Woodlands Farmhouse and Barn, Bridford Heath Lane

A farmhouse and adjoining threshing barn forming an exceptionally good group with other thatched farm buildings around the yard to the front.

The farmhouse is probably of early 16th-century origin, remodelled in the early to mid-17th century. The threshing barn dates to the late 17th century. The house is built of whitewashed plastered cob on stone rubble footings with a thatched roof gabled at the ends. It has a projecting right-end stack with granite shaft, an axial stack with granite shaft, and a projecting rear lateral stack with two bread ovens.

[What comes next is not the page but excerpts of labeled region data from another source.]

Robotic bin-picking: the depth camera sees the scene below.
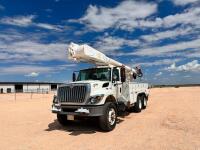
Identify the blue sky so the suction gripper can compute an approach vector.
[0,0,200,84]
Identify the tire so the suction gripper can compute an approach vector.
[57,114,68,126]
[99,102,117,132]
[133,96,142,113]
[142,96,148,109]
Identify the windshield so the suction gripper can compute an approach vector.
[77,68,111,81]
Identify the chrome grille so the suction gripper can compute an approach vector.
[58,85,88,103]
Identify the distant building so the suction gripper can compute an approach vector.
[0,82,62,93]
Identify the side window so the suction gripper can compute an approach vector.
[113,68,119,81]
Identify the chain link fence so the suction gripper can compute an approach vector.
[0,89,56,102]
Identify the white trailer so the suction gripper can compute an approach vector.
[52,43,149,131]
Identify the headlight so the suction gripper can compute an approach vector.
[53,95,58,103]
[88,94,104,104]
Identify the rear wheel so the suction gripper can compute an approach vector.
[133,96,142,113]
[99,102,117,131]
[57,114,68,126]
[142,96,147,109]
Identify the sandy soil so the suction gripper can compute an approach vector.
[0,87,200,150]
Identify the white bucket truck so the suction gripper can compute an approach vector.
[52,43,149,131]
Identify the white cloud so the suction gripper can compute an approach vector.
[0,15,61,31]
[34,23,62,31]
[25,72,39,77]
[165,60,200,72]
[0,65,55,75]
[76,0,157,31]
[95,36,140,53]
[130,39,200,56]
[140,27,195,42]
[0,40,67,62]
[139,7,200,28]
[0,15,35,27]
[135,58,182,67]
[155,72,163,77]
[171,0,199,6]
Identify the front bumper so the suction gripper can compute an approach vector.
[52,104,103,117]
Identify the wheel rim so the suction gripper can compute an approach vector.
[144,97,147,106]
[139,100,142,109]
[108,108,116,125]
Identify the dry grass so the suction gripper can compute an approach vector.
[0,87,200,150]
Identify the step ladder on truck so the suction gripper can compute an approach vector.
[52,43,149,131]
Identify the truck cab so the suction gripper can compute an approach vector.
[52,43,149,131]
[52,66,148,131]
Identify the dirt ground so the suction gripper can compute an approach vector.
[0,87,200,150]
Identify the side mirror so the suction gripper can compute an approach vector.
[120,67,126,82]
[133,73,137,79]
[135,66,143,77]
[72,72,76,82]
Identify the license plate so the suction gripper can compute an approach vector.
[67,115,74,120]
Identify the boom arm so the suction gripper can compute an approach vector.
[68,43,142,76]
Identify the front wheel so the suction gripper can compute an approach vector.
[133,96,142,113]
[57,114,68,126]
[99,102,117,131]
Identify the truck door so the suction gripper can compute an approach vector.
[112,67,122,99]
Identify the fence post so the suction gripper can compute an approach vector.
[14,90,16,102]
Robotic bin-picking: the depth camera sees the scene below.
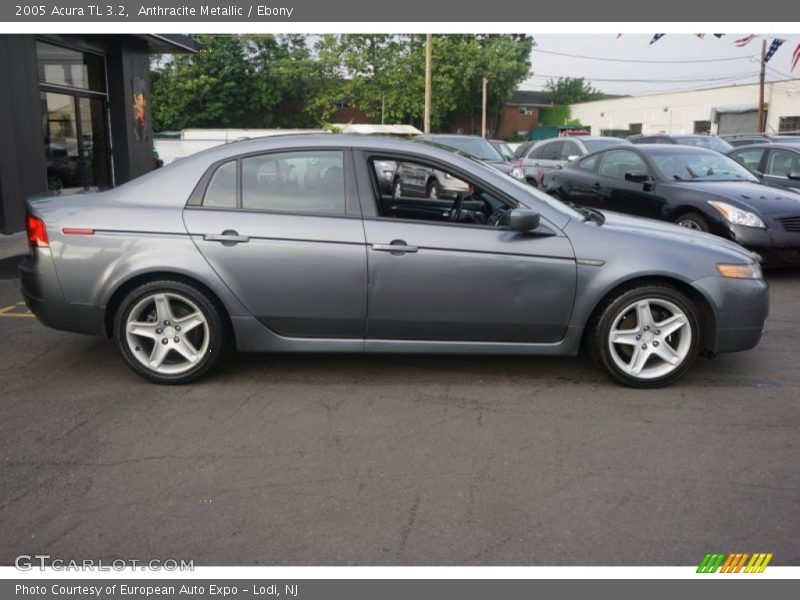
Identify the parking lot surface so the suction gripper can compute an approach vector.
[0,258,800,565]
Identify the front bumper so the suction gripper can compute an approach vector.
[19,248,105,335]
[728,225,800,267]
[694,277,769,354]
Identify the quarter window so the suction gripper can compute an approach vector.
[242,150,345,214]
[203,160,236,208]
[731,148,764,171]
[599,150,647,179]
[767,150,800,177]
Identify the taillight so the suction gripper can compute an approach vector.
[26,214,50,248]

The adjoining threshing barn is of cob and stone rubble construction and now has a corrugated iron roof, formerly thatched.

The farmhouse is arranged on an L-plan with a rear right wing running parallel to the lane, with the threshing barn adjoining this rear wing. The building is probably a late medieval open hall house in origin, though the roof apex is not accessible. The present plan consists of four rooms and a cross passage, with a lower-end parlour to the right, a hall stack backing onto the passage, and a kitchen at the higher end with an added dairy at the extreme left. A hall stair is located in the rear projection, further stairs serve the rear of the parlour, and an axial stair against the rear wall of the dairy provides access from the kitchen. A single-room rear right wing at the lower end was originally accessible only from the exterior. The exact evolution of the house is unclear; the earliest roof truss is over the hall and there appears to have been some re-roofing over the lower end. 17th-century panelling in the kitchen is probably re-sited but suggests this room once had higher status.

Externally the house is two storeys. The front elevation is asymmetrical with six windows; the eaves thatch is eyebrowed over the three left-hand windows. There is a 20th-century front door to the cross passage with a porch canopy on posts, and a further doorway into the dairy at the left. The windows are 2- and 3-light 19th and 20th-century timber casements with glazing bars. The right return has two 20th-century windows to the wing. The rear elevation of the house is blind except for one rounded bread oven and one rectangular brick bread oven to the rear lateral stack, and a shallow rectangular stair projection to the hall.

The interior of the hall features an open fireplace with moulded jambs and a timber lintel, two exposed crossbeams, and a plank and muntin screen at the higher end with chamfered stopped muntins. A right-angled section of plank and muntin screening with ovolo-moulded muntins forms a draught excluder adjacent to the open hearth. The inner room kitchen has a partly-blocked fireplace and a plastered-over crossbeam. The plank and muntin screen to the hall is faced on this side with 17th-century panelling. The lower-end parlour has a moulded crossbeam; the present fireplace probably conceals earlier jambs and lintel.

The roof structure is not fully accessible, though one truss over the hall is either a true or raised cruck, and the timbers visible over the lower end appear to be later.

The threshing barn is single-storey with a large doorway in the centre and opposed rear door. It has two pegged collar rafter roof trusses with principal rafters with curved feet.

The house may have been the home of Richard de le Wodelande in 1281.